The Yankees’ other trades don’t fit so sweetly into this “two-ish years of a good pitcher” paradigm, but they still further the overall theme. The 2017 deal that brought back David Robertson, Todd Frazier, and Tommy Kahnle took the decent but unspectacular package of Blake Rutherford, Ian Clarkin, and Tito Polo. The 2018 rentals of Zack Britton and J.A. Happ cost even less, with the veterans on the precipice of free agency.
That all brings us to the Jameson Taillon trade. With this swap, we have the most prime example yet of Cashman and the Yankees’ standard procedure with regard to trades. Taillon has high-end talent, but with just two years left prior to free agency and big injury concerns, his price came down into the Bombers’ range. Voilà, Taillon was made a Yankee for, you guessed it, a package not at all dissimilar to the ones that brought back Gray, or Robertson/Kahnle.
The transition from the Castillo pursuit to the consummation of the trade of Roansy Contreras, Miguel Yajure, Canaan Smith-Njigba, and Maikol Escotto for Taillon just feels like the quintessential modern Yankee front office at work. They looked at the pie-in-the-sky target in Castillo, drew their line in the sand, and walked away when it was clear they’d have to cross it. They retreated to the target they knew they could snare in Taillon, packaging the kinds of prospects they know they can replace.
It’s a line of thinking that should be familiar to many readers of this site. It’s parallel to the team’s reported attitude in the free-agent discussions of 2018, with Manny Machado and Patrick Corbin, and it also harkens back to the Justin Verlander trade talks in August of 2017, among others. The Yankees know what they’re willing to do, and are so seldom convinced to exceed it. They do so only on rare occasions for especially rare opportunities, such as the chance to sign a super ace like Gerrit Cole as a free agent.
I’m sure I’m not alone in finding this type of management frustrating at times. At some point, as a fan, I want the team to just go for it, and push some real chips into the middle of the table to try to push this team over the top (though one could argue that the Cole signing was the push-all-the-chips-in maneuver).
At the same time, Cashman’s MO does at least have some merit. Many years ago, some may have thought that he was too stingy in reportedly refusing to hand over Luis Severino and Aaron Judge in a potential blockbuster deal for Jason Heyward and Andrelton Simmons. It’s certainly a relief that this trade never came to pass. In a broader sense, it’s a relief that Cashman never put many of the Yankees’ blue-chip young guys on the table, whether it was Judge and Gary Sánchez, Torres and Clint Frazier, and now, perhaps, Deivi García and Jasson Dominguez.

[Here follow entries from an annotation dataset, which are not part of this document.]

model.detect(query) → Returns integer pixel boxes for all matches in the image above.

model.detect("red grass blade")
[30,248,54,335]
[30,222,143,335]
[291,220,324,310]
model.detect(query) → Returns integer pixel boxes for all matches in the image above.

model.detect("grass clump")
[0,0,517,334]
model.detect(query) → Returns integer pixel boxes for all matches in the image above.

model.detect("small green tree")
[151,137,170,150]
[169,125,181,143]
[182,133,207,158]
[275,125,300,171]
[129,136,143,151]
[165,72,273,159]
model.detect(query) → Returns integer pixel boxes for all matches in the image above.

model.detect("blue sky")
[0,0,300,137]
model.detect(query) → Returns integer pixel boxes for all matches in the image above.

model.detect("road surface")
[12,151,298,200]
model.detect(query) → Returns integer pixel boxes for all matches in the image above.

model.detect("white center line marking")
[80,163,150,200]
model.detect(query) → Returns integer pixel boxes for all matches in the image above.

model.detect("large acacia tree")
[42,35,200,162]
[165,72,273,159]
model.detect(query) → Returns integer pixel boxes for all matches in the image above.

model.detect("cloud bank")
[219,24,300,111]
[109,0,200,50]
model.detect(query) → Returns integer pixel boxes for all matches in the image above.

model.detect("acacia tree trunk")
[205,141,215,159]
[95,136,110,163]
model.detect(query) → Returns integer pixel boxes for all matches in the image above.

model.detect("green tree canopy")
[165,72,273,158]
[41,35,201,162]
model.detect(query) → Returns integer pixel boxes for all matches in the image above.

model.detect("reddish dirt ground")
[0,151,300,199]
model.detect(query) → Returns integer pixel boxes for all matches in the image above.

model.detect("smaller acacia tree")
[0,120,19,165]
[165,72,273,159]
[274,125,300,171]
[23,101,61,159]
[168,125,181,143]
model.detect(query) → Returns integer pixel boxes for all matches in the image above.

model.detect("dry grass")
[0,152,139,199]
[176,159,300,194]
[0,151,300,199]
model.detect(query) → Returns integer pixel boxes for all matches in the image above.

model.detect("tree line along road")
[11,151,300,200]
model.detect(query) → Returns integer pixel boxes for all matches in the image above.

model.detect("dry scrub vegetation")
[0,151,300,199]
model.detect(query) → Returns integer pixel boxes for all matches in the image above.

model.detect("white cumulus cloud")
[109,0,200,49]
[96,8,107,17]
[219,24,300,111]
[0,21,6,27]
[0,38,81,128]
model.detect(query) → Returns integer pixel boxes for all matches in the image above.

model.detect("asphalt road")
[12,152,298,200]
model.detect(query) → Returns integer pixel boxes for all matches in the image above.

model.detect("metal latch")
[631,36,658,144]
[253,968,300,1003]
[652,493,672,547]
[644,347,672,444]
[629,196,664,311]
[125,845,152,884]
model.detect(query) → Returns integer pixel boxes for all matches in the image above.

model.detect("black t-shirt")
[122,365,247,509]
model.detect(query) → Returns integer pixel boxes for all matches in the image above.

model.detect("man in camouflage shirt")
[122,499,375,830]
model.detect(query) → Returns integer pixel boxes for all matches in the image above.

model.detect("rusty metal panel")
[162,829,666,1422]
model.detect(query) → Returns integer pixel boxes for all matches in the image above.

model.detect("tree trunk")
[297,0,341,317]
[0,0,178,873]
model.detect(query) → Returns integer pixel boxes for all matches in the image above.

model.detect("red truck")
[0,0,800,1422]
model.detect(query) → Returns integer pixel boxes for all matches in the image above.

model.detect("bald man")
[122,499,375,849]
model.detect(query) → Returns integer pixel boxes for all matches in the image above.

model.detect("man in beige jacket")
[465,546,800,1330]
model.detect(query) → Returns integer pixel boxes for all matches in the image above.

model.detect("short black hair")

The Yankees do deserve some credit for seemingly knowing which of their young talents to hold tight to, and which to jettison.
This analysis has focused on the trade market, where I’d argue the team’s work has on the whole helped the roster quite a bit over the past four years. It sets to the side the matter of the free agent market, where there’s little defense for the Yankees’ refusal to make more all-in maneuvers that exchange money for wins, at a time when a few wins could move the needle from “potential favorites” to “champions.” That’s a topic for another day. For now, it’s possible to find Cashman’s attitude about trades both annoying and, to this point, beneficial for the team’s chances.